Of Wheat & Gold, by Christopher Houghton Budd (1988)

This little book is very interesting in that it is a sandwich of extremely cogent and clear understanding of the relationship of money and economics to spirituality and human values, with a filling of a very problematic practical solution. He gets right the fact that our current money system is one design out of many possible, and that it’s based on scarcity, and what that means for our world. And he has some very surprising and insightfull things to say about surplus, i.e. more than just the usual “our whole economy is based our ability to produce surpluses and then redistribute them”, but onto what surplus is spiritually, and who should own surplus. He questions if surplus comes from human effort, or is bestowed on us by nature. He examines when surpluses have, historically, been at all time highs, and claims that it is when individual conciousness is expanding most quickly (i.e. the renesaince, and right now).

But in between all this good stuff, is a practical suggestion that we establish a basket commodity currency backed simultaneously by both wheat and gold (because they both represent two different aspects of money, the wheat=agriculture=credit =spiritual and gold=land=value=matter. And that the currency be governed by a centralized non-governmental world body. Well, I don’t buy this. It’s not a solution comensurate problems it purports to solve. For one, how can a backed currency ever be sufficient? Also, one of the clear goals that he points out of a currency, that of matching the economic activity in the economy, is just not possible in any centrally managed currency where the matching is being doing by people trying to observe the economy. Currencies should do this by internal design, not by an external process. It also means that the locus of control of the currency has simply been moved from one central agency to another, which does not solve the fundamental requirement of making money truly democratic. The high level transnational economic organizations that exist at the behest of national governments (IMF, World Bank, WTO, etc) don’t appear to be very democratic to me, nor do they seem to serve the interests of the people to me.
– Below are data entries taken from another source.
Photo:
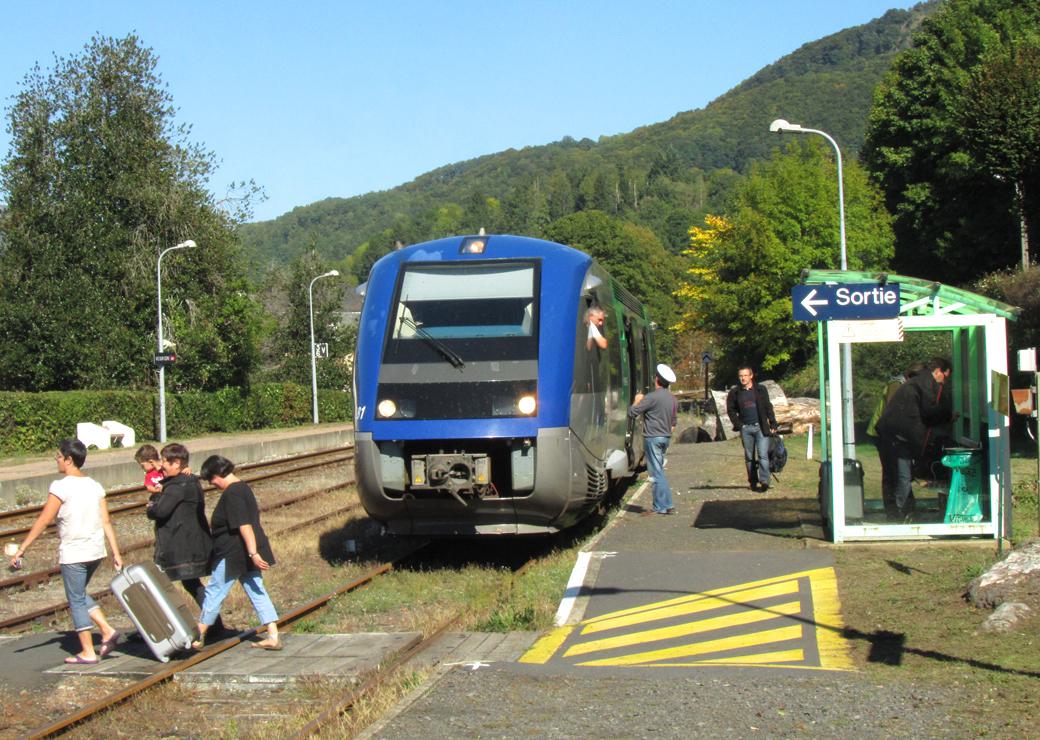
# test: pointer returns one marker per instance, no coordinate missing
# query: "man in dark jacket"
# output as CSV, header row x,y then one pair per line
x,y
918,405
182,539
751,413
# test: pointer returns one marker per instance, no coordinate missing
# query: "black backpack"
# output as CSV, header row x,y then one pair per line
x,y
778,454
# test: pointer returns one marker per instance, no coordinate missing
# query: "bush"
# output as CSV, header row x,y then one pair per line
x,y
34,422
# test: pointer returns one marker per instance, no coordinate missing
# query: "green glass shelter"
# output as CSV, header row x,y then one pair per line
x,y
963,485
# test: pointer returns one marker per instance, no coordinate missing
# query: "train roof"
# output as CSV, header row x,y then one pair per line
x,y
497,246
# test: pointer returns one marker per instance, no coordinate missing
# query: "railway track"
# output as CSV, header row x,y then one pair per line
x,y
173,669
374,679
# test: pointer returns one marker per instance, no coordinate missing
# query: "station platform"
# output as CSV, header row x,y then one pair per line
x,y
28,480
733,595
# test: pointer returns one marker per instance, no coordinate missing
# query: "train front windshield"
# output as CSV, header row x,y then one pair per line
x,y
465,312
472,326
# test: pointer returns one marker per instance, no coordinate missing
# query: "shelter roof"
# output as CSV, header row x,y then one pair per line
x,y
919,297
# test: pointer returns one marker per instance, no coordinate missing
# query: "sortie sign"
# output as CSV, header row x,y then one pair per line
x,y
866,300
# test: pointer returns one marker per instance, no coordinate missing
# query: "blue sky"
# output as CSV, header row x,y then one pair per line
x,y
317,100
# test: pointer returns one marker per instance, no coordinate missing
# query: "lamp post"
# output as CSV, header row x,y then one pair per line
x,y
314,366
780,127
162,366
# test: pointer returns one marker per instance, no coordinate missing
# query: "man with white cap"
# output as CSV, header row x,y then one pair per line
x,y
658,410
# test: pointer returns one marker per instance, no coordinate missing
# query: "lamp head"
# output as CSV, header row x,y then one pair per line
x,y
780,126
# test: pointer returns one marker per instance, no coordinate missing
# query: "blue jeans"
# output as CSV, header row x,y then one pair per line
x,y
902,458
76,576
218,588
654,448
754,441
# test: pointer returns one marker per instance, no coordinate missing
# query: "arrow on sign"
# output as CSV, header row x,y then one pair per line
x,y
808,302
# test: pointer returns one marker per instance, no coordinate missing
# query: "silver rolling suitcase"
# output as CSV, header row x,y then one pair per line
x,y
156,607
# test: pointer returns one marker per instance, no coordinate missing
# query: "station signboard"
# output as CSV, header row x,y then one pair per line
x,y
866,300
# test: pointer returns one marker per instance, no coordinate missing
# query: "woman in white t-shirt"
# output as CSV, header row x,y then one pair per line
x,y
78,503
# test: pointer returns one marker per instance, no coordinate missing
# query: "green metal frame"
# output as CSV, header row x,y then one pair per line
x,y
931,301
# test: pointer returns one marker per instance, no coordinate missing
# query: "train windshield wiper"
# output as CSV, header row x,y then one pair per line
x,y
437,344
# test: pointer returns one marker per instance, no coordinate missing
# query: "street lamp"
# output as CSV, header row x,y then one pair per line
x,y
780,127
314,366
159,347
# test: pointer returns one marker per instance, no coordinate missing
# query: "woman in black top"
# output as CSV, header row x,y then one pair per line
x,y
240,551
182,540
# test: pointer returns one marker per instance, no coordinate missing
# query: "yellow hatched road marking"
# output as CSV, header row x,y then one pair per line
x,y
824,626
724,643
830,626
691,628
694,606
723,591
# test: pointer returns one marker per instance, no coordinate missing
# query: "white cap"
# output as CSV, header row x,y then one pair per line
x,y
666,373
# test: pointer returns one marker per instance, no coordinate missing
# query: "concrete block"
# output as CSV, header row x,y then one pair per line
x,y
126,435
94,435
What’s a better solution? Open money of course.

[tags]money,Christopher Houghton-Budd,wheat,gold,currency,community currency[/tags]

Sex, Ecology, Spirituality, the Spirit of Evolution, Second Edtion, by Ken Wilber (2000)

This sprawling work requiresmuch more than a small description here, which I will do some time (probably as so many others have), but I’ve gotta gripe about it. I wish Mr. Wilber were a better writer, or he would let an editor fix his incredibly repetitious prose. Many people have told me that Wilber is dense and hard to get through, but it’s not really that dense. The book is indeed a brilliant synthesis of a whole bucket load of ideas, but the each section is so over belabored that it gets tiresome. Well that’s the gripe, the things I like best about it are: holons, a synthetic world view which includes a social and individual component of the interior as well as exterior (the four quadrants), ascenders vs. descenders, Plotinus, and the necessary interrelatedness of macrocosmic and microcosmic evolution.

The big problem with this book, is that he states, but does not satisfactorily demonstrate, the claim that the interior/subjective and the exterior/objective are on the same footing. I believe this, but I’m still looking for someone who can really demonstrate it.

Bone, Complete one volume edition, by Jeff Smith (1991-2004)

I have a real soft spot for a good graphic novel now and again, and this one really hit the spot. The story is interesting, the characters are amazingly engaging, and the art is just fantastic. What’s most amazing about Bone, is that it doesn’t takes an unusual position of litterary self-awarenes. It doesn’t take itself completely seriously, like so many of them do, but it’s also not all silly. So while the monsters are at some points just clearly silly and out of character, i.e. discussing whether to eat their next victims raw or in the form of a quiche, or calling eachother fat, they are also downright monster scary. It’s tough to pull this off, but I, for one, was willing to suspend disbelief and really get into the story, not despite the silliness, but because of it.